Subclass AgentWorker and implement handle_task. Everything else — concurrency control, deduplication, heartbeat, graceful shutdown — is provided by the base class.

import asyncio
from dcaf.core.queue import AgentWorker, AgentMessageHandle


class MyWorker(AgentWorker):

    async def handle_task(self, msg: dict, handle: AgentMessageHandle) -> None:
        thread_id = msg["thread_id"]

        # Start heartbeat to prevent NATS redelivery during long work
        heartbeat = asyncio.create_task(self.heartbeat_loop(handle))
        try:
            await self.emit(thread_id, "status", message="Starting...")

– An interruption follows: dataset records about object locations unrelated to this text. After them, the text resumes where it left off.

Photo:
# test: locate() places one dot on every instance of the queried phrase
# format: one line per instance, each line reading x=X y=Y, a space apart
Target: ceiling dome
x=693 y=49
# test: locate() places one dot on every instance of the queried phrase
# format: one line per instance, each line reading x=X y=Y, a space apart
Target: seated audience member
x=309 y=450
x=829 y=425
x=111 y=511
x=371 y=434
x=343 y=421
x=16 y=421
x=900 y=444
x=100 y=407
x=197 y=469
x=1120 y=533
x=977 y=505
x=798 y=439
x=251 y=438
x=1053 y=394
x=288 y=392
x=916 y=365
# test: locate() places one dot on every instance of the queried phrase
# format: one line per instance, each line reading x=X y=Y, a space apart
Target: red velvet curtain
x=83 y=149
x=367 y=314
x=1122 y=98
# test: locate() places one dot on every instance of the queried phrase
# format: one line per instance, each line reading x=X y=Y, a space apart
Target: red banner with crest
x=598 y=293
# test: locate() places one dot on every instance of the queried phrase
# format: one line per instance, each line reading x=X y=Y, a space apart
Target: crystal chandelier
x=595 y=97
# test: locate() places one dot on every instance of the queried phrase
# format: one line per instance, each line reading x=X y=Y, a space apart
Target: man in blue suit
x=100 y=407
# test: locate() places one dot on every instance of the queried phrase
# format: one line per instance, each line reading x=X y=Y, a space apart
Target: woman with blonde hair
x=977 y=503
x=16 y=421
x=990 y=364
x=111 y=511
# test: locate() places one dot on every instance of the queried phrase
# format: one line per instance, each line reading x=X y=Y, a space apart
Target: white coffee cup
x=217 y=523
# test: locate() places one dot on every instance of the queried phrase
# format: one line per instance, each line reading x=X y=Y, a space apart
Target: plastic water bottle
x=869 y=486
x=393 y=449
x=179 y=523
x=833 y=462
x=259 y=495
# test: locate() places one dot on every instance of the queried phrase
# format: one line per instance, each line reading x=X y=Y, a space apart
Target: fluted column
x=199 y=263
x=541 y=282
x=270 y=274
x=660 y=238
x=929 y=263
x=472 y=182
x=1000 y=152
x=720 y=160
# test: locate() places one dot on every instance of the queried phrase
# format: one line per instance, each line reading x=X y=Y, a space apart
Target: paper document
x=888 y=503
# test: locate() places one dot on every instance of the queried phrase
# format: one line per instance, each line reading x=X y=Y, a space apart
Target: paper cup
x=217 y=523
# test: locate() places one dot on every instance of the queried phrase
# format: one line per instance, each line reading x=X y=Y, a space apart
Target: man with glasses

            # ... do work ...

            await self.emit(thread_id, "complete", message="Done")
            await handle.ack()
        except Exception as exc:
            await self.emit(thread_id, "error", message=str(exc))
            await handle.nak()
        finally:
            heartbeat.cancel()


if __name__ == "__main__":
    asyncio.run(MyWorker("my-agent").run())

Optional handlers

Override any of these if your agent supports the corresponding flow:

async def handle_answer(self, msg: dict, handle: AgentMessageHandle) -> None:
    """Resume a PAUSED run with the user's reply."""
    ...

async def handle_checkpoint_approve(self, msg: dict, handle: AgentMessageHandle) -> None:
    """Resume after a checkpoint gate is approved."""
    ...

async def handle_checkpoint_feedback(self, msg: dict, handle: AgentMessageHandle) -> None:
    """Re-run a checkpoint step with user feedback."""
    ...

Unimplemented handlers nak the message and log a warning by default.


Type inference

Some external systems (e.g. HelpDesk) always send type="task" regardless of run state. Override resolve_message_type to reclassify messages before dispatch:

async def resolve_message_type(self, msg: dict, msg_type: str) -> str:
    if msg_type == "task":
        thread_id = msg.get("thread_id", "")
        run_id = await asyncio.to_thread(self._store.find_by_thread_id, thread_id)
        if run_id:
            run = await asyncio.to_thread(self._store.get, run_id)
            if (run or {}).get("status") == "PAUSED":
                return "answer"
    return msg_type

Emitting events

AgentWorker.emit() publishes an event to DCAF_CHANNEL_OUT for a given thread_id. The external system's NATS client subscribes to the matching subject to receive them.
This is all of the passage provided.